Hand Tracking and 3-D Pose Estimation

Lab: People Image Analysis Consortium

We have been developing a vision-based hand tracker which can track a rapidly moving and deformed human hand in complicated backgrounds from a monocular camera image inputs. We implemented two methods for different applications of hand tracking. For classification of hand gestures or sign-language words in which the hand moves and is deformed so rapidly, we built a shape transition network which enables to predict hand motions and shape changes. For more precise measurement of hand shape in 3-D, we implemented a quasi real-time tracking system based on 2-D appearance matching using 3-D hand model.

Tracking Hand with Rapid Motion and Gesture Classification using Shape Transition Network

In the human gesture like sign-language, the motion and shape deformation of hand is often so rapid that the captured image is temporally blurred and too difficult to track continuously. However, hand is almost static when the hand shape is important to show the meaning of the gesture. On the other hand, the shape is not much important when the motion is meaningful in the gesture. On that viewpoint, we built a transition network which represents possible shape, position and motion change. Hand position, motion and shape (if possible) are extracted from each image frame of training movies and stored as “stable” nodes storing hand shape (contour of the hand region), position and motion, or as “transition” nodes without shape when hand is blurred. Then they are clustered into representative nodes and connected to each other by a link if they come from successive image frames of a movie. Tracking starts from a certain initial state given in advance, and the well-matched node is searched for in neighborhood of the current node on the network. Multiple hypotheses are tracked in parallel for robust tracking.

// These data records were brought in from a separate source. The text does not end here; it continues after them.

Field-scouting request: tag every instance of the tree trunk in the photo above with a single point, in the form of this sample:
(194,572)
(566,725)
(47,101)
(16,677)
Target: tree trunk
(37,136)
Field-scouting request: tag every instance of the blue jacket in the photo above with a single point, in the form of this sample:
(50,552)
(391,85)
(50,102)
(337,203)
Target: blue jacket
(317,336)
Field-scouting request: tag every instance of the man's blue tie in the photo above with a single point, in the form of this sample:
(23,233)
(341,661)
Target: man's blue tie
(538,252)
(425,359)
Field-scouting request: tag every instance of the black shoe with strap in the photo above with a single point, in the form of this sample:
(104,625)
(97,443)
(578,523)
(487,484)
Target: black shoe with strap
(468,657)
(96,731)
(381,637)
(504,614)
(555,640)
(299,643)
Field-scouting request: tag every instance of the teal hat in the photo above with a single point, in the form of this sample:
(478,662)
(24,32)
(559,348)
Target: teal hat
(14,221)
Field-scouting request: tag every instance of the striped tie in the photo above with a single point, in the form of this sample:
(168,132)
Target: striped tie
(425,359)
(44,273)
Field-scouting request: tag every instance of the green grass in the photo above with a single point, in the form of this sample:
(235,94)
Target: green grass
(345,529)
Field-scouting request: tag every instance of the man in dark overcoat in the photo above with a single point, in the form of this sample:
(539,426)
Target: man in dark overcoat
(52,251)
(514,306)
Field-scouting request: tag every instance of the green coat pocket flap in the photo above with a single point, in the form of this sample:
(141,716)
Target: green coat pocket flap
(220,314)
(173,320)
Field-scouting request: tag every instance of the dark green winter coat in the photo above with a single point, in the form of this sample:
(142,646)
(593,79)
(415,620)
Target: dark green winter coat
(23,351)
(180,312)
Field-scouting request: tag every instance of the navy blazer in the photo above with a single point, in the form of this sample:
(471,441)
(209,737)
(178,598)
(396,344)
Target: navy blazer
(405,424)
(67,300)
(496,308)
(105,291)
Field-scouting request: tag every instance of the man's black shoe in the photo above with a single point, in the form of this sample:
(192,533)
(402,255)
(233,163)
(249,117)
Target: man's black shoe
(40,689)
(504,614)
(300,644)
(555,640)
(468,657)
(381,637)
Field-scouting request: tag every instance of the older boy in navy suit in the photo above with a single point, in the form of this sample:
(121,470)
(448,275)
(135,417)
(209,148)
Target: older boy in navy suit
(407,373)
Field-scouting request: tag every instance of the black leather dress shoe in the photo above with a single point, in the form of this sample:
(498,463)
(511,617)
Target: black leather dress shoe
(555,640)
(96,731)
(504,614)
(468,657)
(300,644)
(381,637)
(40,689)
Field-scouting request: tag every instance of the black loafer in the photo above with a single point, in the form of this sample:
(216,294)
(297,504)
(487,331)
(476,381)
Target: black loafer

Shape Transition Network: blue circles are “stable” nodes and red ones are “transition” nodes.	Tracking result video

For classification of gestures, each training image sequence is embedded onto the network. By mapping each frame of the training sequence to a network node a gesture path is stored on the network. If multiple training sequences are available for one gesture class, all of them are stored. Then the gesture classification can be done by checking which path the tracked node passes through.



Embedded gestures: each gesture is represented as a partial path on the network. If multiple training sequences are available (gesture B) all of them are stored.	Gesture classification result movie: Estimated nodes are overlaid on the input image: the 1^st confident hypothesis is shown as a white line, 2^nd, 3^rd and 4^th ones as red, green and blue lines respectively. The “transition” nodes are shown as yellow squares. Progress bars on the right edge of the movie are confidence of each embedded gesture for the input. In the video, the player shows 7 Japanese Sign Language words from “word 1” to “word 7”. You can see that all gesture have equal confidence at the beginning of each gesture but the correct one finally reaches to the end of word. For some words two models are activated simultaneously due to the two words have similar appearances.

3-D Hand Pose Estimation based on Appearance Matching by Considering Deformation Feasibility

For more precise posture estimation such as the measurement of joint angles of each finger, we developed a 3-D model-based pose estimation system. The system stores many possible CG hand generated from 3-D hand model as “model appearances” changing the pose parameters (i.e. each joint angles and viewing orientation). Since each appearance is bound to the pose parameters which generate that appearance, the pose parameters for the input image can be retrieved by matching the model appearances to the input appearance. Because of very high degree of freedom of human hand, it requires huge storage space to store all possible appearances in quite precise intervals and to match them to the input. Therefore the system sparsely stores the appearances with their feasible deformation classes and evaluates the matching degree considering the feasible deformation of each appearance.



Overview of the pose estimation by appearance matching	Feasible deformation class for a certain model appearance (prototype): a fixed number of points are sampled on the hand contour as the appearance feature. Then collect vectorized features by slightly changing the 3-D model parameters around the prototype. By applying PCA (Principal Component Analysis), the eigenspace is obtained as the representation of the feasible deformation for the prototype. Eigen vectors are shown in the figure. [ e1 deformation animation e2 deformation animation e3 deformation animation ] In the current implementation, we use 20 dimensions with the largest eigenvalues.

Estimated 3-D shapes for various hands: left images of image pairs are inputs and right ones are the estimates.

(top) Pose estimation movie by a real-time estimation system. The system is implemented on a PC-cluster hardware which consists of 16 PC nodes (PIII 1GHz and 2GB memory).

(bottom) System working scene. Real-time estimation is established. This version assumes that the wrist position is easily extracted by an extra cloth (black sleeve). The latest version can automatically extract the wrist without any extra cloth.


(left and right) An extension to complicated backgrounds. This version extracts the visual cues of intensity edges and skin color regions and then matches the model’s silhouette and occluding boundaries of each part to the visual cues. These are offline processing results.

Current work

A hand often grasps an object on the desk or operates a tool. The current work of this project is to detect hand grasping objects in desktop scenes. For such scenes, the hand contour is not completely extracted or false contours are obtained due to occlusion by the grasped objects. In addition skin color region are unstable features that the contours are perturbed under various illumination conditions. We are considering that combination of partial visible contours make feasible hypothesis of hand position and pose.